Will fix this with next iteration, see above comment.
>
>
>>
>>    case 5:
>>     if (test_hard_reg_class (LD_REGS, operands[0]))
>>       {
>> -      *len = 3;
>> -      return ("swap %0" CR_TAB
>> +        return avr_asm_len ("swap %0" CR_TAB
>>         "lsl %0"  CR_TAB
>> -      "andi %0,0xe0");
>> +          "andi %0,0xe0", operands, plen, 3);
>
> It looks like you're introducing gratuitous indentation changes here.  

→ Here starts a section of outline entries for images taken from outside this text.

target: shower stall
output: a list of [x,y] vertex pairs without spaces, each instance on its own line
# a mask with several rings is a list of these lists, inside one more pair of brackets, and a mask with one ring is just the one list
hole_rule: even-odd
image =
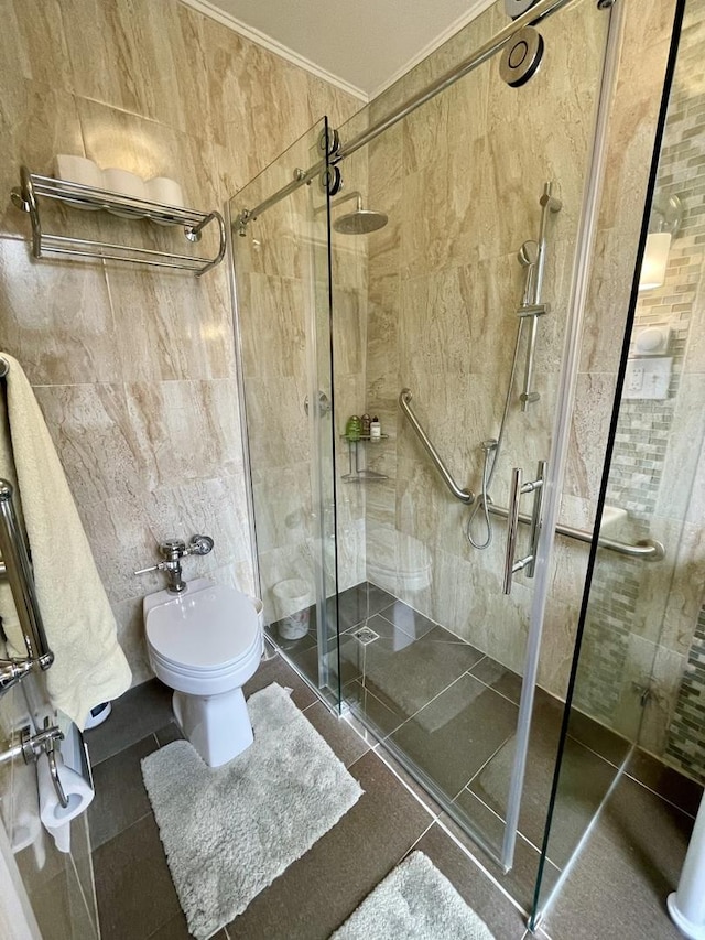
[[561,734],[588,566],[664,553],[599,488],[668,54],[617,195],[622,8],[495,3],[229,205],[268,637],[535,916],[629,749],[585,701]]

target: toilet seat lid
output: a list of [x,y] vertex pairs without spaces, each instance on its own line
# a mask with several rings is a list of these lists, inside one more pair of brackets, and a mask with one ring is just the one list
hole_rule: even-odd
[[259,618],[245,594],[213,584],[152,607],[144,628],[149,644],[164,659],[193,669],[218,669],[251,650]]

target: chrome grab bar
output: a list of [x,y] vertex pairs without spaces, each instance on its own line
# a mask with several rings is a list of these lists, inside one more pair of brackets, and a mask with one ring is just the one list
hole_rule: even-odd
[[438,471],[438,473],[443,477],[443,482],[445,483],[445,485],[448,487],[448,489],[455,496],[456,499],[459,499],[460,503],[465,503],[467,506],[469,506],[471,503],[475,501],[475,494],[471,493],[470,490],[462,489],[457,485],[457,483],[453,479],[453,477],[451,476],[448,468],[446,467],[446,465],[443,463],[443,460],[441,458],[441,455],[438,454],[438,452],[436,451],[434,445],[429,440],[429,435],[423,430],[423,428],[419,423],[416,415],[413,413],[413,411],[409,407],[409,402],[411,401],[412,398],[413,398],[413,396],[411,393],[411,389],[403,388],[401,390],[401,392],[399,393],[399,407],[401,408],[401,410],[404,412],[404,414],[409,419],[409,422],[410,422],[411,426],[414,429],[414,431],[416,432],[419,440],[421,441],[421,443],[426,449],[429,456],[431,457],[431,460],[433,461],[433,463],[436,466],[436,469]]
[[[494,503],[489,503],[487,508],[490,516],[497,516],[499,519],[506,519],[509,511],[503,506],[496,506]],[[531,526],[531,516],[520,512],[518,518],[523,525]],[[558,523],[555,527],[555,531],[557,536],[564,536],[566,539],[574,539],[577,542],[589,544],[593,541],[592,532],[586,532],[584,529],[574,529],[572,526],[562,526]],[[660,542],[658,539],[640,539],[638,542],[631,543],[619,542],[617,539],[606,539],[599,536],[597,544],[600,549],[607,549],[628,558],[640,558],[643,561],[663,561],[665,558],[663,542]]]
[[[543,504],[543,478],[546,471],[546,462],[540,461],[536,479],[531,483],[522,483],[523,473],[521,467],[514,467],[511,472],[511,490],[509,495],[509,510],[507,512],[507,549],[505,552],[505,577],[502,593],[511,594],[511,582],[518,571],[527,570],[529,577],[533,577],[536,562],[536,547],[541,531],[541,507]],[[528,555],[514,561],[517,553],[517,536],[519,533],[519,503],[525,493],[533,493],[533,510],[531,512],[531,549]]]
[[63,809],[68,806],[68,798],[64,791],[61,777],[58,776],[58,765],[56,763],[56,742],[64,739],[64,732],[57,726],[50,723],[48,717],[44,718],[44,727],[42,731],[32,734],[30,725],[22,728],[19,744],[8,747],[0,754],[0,765],[14,760],[15,757],[22,757],[25,764],[39,760],[42,754],[46,755],[48,760],[48,772],[56,791],[56,798]]
[[[475,494],[469,490],[460,489],[451,474],[448,473],[445,464],[438,456],[438,452],[433,446],[426,432],[423,430],[421,424],[419,424],[419,420],[416,415],[413,413],[411,408],[409,407],[409,402],[412,399],[411,390],[408,388],[403,388],[399,396],[399,406],[401,410],[404,412],[409,421],[411,422],[411,426],[414,429],[416,434],[419,435],[419,440],[424,445],[431,460],[434,462],[438,473],[443,476],[446,486],[451,490],[451,493],[456,496],[460,501],[474,503]],[[543,494],[541,494],[543,499]],[[487,504],[487,509],[491,516],[497,516],[500,519],[506,519],[509,510],[505,509],[503,506],[496,506],[494,503]],[[532,526],[534,514],[531,516],[527,516],[523,512],[519,512],[517,515],[517,519],[522,525]],[[583,529],[574,529],[572,526],[562,526],[558,523],[555,527],[556,534],[564,536],[566,539],[574,539],[577,542],[589,542],[593,541],[593,532],[586,532]],[[538,538],[538,532],[536,532]],[[657,539],[641,539],[640,541],[631,544],[629,542],[619,542],[616,539],[606,539],[601,536],[597,539],[597,544],[601,549],[608,549],[611,552],[617,552],[618,554],[627,555],[628,558],[640,558],[644,561],[663,561],[665,558],[665,548],[662,542],[659,542]]]

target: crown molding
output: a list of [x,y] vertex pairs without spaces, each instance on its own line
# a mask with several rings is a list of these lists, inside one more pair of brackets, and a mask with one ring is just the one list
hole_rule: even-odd
[[468,7],[468,9],[463,13],[462,17],[458,17],[457,20],[454,20],[449,26],[446,26],[442,33],[431,40],[423,48],[421,48],[415,55],[409,60],[409,62],[404,63],[401,68],[398,68],[394,74],[383,82],[375,91],[369,96],[369,100],[373,101],[382,91],[386,91],[388,88],[394,84],[394,82],[399,82],[408,72],[410,72],[414,66],[419,65],[420,62],[423,62],[426,56],[431,55],[432,52],[435,52],[440,46],[443,45],[444,42],[451,39],[451,36],[455,35],[463,26],[467,26],[469,22],[471,22],[476,17],[479,17],[480,13],[484,13],[486,10],[489,10],[492,7],[495,0],[474,0]]
[[294,52],[292,48],[289,48],[289,46],[283,45],[271,36],[268,36],[267,33],[262,33],[260,30],[248,26],[241,20],[238,20],[230,13],[226,13],[225,10],[220,10],[218,7],[209,3],[208,0],[178,0],[178,2],[184,7],[191,7],[192,10],[197,10],[197,12],[203,13],[204,17],[215,20],[221,25],[227,26],[229,30],[239,33],[241,36],[251,40],[264,48],[268,48],[275,55],[280,55],[282,58],[292,62],[300,68],[305,68],[306,72],[311,72],[312,75],[334,85],[336,88],[351,95],[354,98],[357,98],[364,104],[367,104],[370,100],[369,95],[362,91],[361,88],[357,88],[355,85],[350,85],[349,82],[345,82],[338,75],[334,75],[325,68],[321,68],[321,66],[311,62],[311,60],[305,58],[303,55],[299,55],[297,52]]

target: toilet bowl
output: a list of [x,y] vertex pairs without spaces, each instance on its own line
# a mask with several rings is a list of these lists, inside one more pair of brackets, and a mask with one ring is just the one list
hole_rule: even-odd
[[159,591],[143,602],[149,660],[174,690],[178,725],[209,767],[252,743],[242,685],[262,656],[262,630],[249,597],[205,577],[183,594]]

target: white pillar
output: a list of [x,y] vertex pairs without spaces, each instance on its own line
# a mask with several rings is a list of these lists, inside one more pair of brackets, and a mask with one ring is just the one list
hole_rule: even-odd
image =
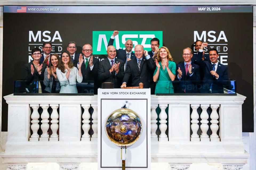
[[89,109],[91,105],[90,104],[82,104],[82,107],[83,108],[85,111],[82,115],[83,121],[82,122],[83,124],[82,125],[82,128],[83,131],[83,134],[82,135],[81,140],[82,141],[90,141],[90,135],[89,134],[89,130],[90,129],[91,126],[89,124],[90,121],[89,120],[91,117],[90,113],[89,112]]
[[49,129],[49,118],[50,115],[47,109],[49,108],[49,104],[40,104],[40,106],[43,109],[43,112],[41,115],[41,118],[42,120],[41,122],[41,129],[43,133],[39,138],[39,141],[49,141],[49,134],[47,133],[47,131]]
[[168,163],[168,170],[189,170],[191,164],[173,164]]
[[202,134],[200,136],[200,140],[203,142],[209,141],[210,139],[207,134],[207,130],[209,129],[209,126],[207,124],[209,122],[209,121],[207,120],[209,118],[209,116],[206,110],[210,106],[210,105],[201,104],[201,106],[202,110],[200,116],[202,120],[200,122],[202,124],[200,126],[200,128],[202,131]]
[[8,164],[6,165],[6,170],[26,170],[27,163]]
[[159,135],[159,141],[168,141],[167,135],[165,134],[165,131],[167,129],[167,125],[166,124],[167,122],[167,121],[166,120],[167,118],[167,114],[165,112],[165,109],[168,105],[166,104],[159,104],[159,107],[161,109],[161,112],[159,114],[159,118],[160,119],[159,129],[161,131],[161,134]]
[[91,128],[93,130],[93,134],[91,136],[91,140],[97,141],[98,135],[98,106],[97,104],[92,104],[91,107],[93,108],[93,113],[91,115],[93,119],[92,121],[93,124]]
[[223,170],[239,170],[242,168],[244,164],[222,164]]
[[211,141],[219,142],[219,138],[217,134],[217,131],[219,129],[219,126],[217,124],[219,123],[219,121],[217,120],[219,118],[219,115],[217,113],[217,109],[219,107],[219,104],[211,105],[211,108],[212,110],[210,115],[210,117],[211,119],[210,121],[211,123],[210,128],[212,132],[212,133],[210,136],[210,139]]
[[191,125],[191,127],[192,133],[190,137],[190,140],[192,142],[198,142],[200,141],[199,136],[197,134],[197,131],[199,128],[199,126],[198,124],[199,122],[199,121],[198,121],[199,116],[197,113],[197,108],[199,106],[199,104],[191,105],[192,111],[190,116],[190,117],[192,119],[191,121],[192,124]]
[[58,104],[50,104],[50,106],[53,109],[53,112],[51,114],[51,129],[53,132],[53,133],[50,137],[50,141],[59,141],[59,135],[57,133],[58,129],[59,129],[59,114],[57,109],[59,107]]
[[157,104],[151,104],[151,141],[157,141],[158,138],[155,132],[157,129],[157,114],[155,109],[157,107]]
[[33,112],[31,114],[31,130],[33,131],[33,134],[29,138],[30,141],[38,141],[39,138],[39,135],[37,133],[37,131],[39,129],[39,125],[38,123],[39,121],[38,119],[40,117],[39,113],[38,113],[38,108],[39,105],[37,104],[31,104],[30,107],[33,109]]

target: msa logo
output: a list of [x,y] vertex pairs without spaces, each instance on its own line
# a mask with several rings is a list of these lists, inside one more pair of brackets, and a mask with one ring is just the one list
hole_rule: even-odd
[[[58,31],[55,31],[53,36],[52,34],[51,33],[51,32],[49,31],[45,31],[43,32],[42,34],[41,31],[37,31],[36,34],[34,34],[33,31],[29,31],[29,41],[30,42],[32,42],[32,40],[33,40],[33,41],[34,42],[41,42],[42,37],[41,36],[42,35],[43,38],[42,40],[45,42],[49,42],[51,41],[51,40],[52,42],[54,42],[56,40],[59,40],[60,42],[62,42]],[[52,39],[51,36],[53,36]]]
[[[110,37],[113,33],[111,31],[93,31],[93,54],[107,54],[107,48]],[[150,41],[153,38],[159,39],[160,46],[163,44],[163,32],[151,31],[119,31],[115,37],[113,45],[117,49],[125,49],[125,44],[127,40],[130,39],[133,43],[134,48],[138,44],[141,44],[144,49],[151,50]]]
[[197,40],[202,41],[203,42],[214,42],[216,41],[216,37],[218,37],[217,42],[219,42],[220,40],[223,40],[225,42],[227,42],[227,40],[224,31],[221,31],[219,34],[217,33],[214,31],[210,31],[207,33],[207,36],[209,38],[206,40],[206,31],[203,31],[201,35],[199,35],[197,31],[194,31],[194,42],[195,42]]

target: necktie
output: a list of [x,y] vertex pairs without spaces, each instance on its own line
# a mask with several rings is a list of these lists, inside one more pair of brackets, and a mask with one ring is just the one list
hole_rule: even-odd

> Please don't do that.  Otherwise this looks sensible as again, it 
> doesn't change the generated code.
>
>
>
>>       }
>> -  *len = 5;
>> -  return ("lsl %0" CR_TAB
>> +    return avr_asm_len ("lsl %0" CR_TAB
>>     "lsl %0" CR_TAB
>>     "lsl %0" CR_TAB
>>     "lsl %0" CR_TAB
>> -  "lsl %0");
>> +      "lsl %0", operands, plen, 5);
>
> Similarly.
>
>
>>
>>    case 6:
>>     if (test_hard_reg_class (LD_REGS, operands[0]))
>>       {
>> -      *len = 4;
>> -      return ("swap %0" CR_TAB
>> +        return avr_asm_len ("swap %0" CR_TAB
>>         "lsl %0"  CR_TAB
>>         "lsl %0"  CR_TAB
>> -      "andi %0,0xc0");
>> +          "andi %0,0xc0", operands, plen, 4);
>>       }
>> -  *len = 6;
>> -  return ("lsl %0" CR_TAB
>> +    return avr_asm_len ("lsl %0" CR_TAB
>>     "lsl %0" CR_TAB
>>     "lsl %0" CR_TAB
>>     "lsl %0" CR_TAB
>>     "lsl %0" CR_TAB
>> -  "lsl %0");
>> +      "lsl %0", operands, plen, 6);
>>
>>    case 7:
>> -  *len = 3;
>> -  return ("ror %0" CR_TAB
>> +    return avr_asm_len ("ror %0" CR_TAB
>>     "clr %0" CR_TAB
>> -  "ror %0");
>> +      "ror %0", operands, plen, 3);
>>    }
>
> Similarly for these cases.
>
>
> I don't have the time right now to go through the other modes. But I 
> would suggest you take the feedback above and apply the same concepts 
> to the changes for the other modes.
Thanks for your time!
>
>
> Note for other reviewers, without an assignment or DCO cert, this 
> can't go forward.
see sign-off above. is this fine? something else needed?
>
>
> jeff
>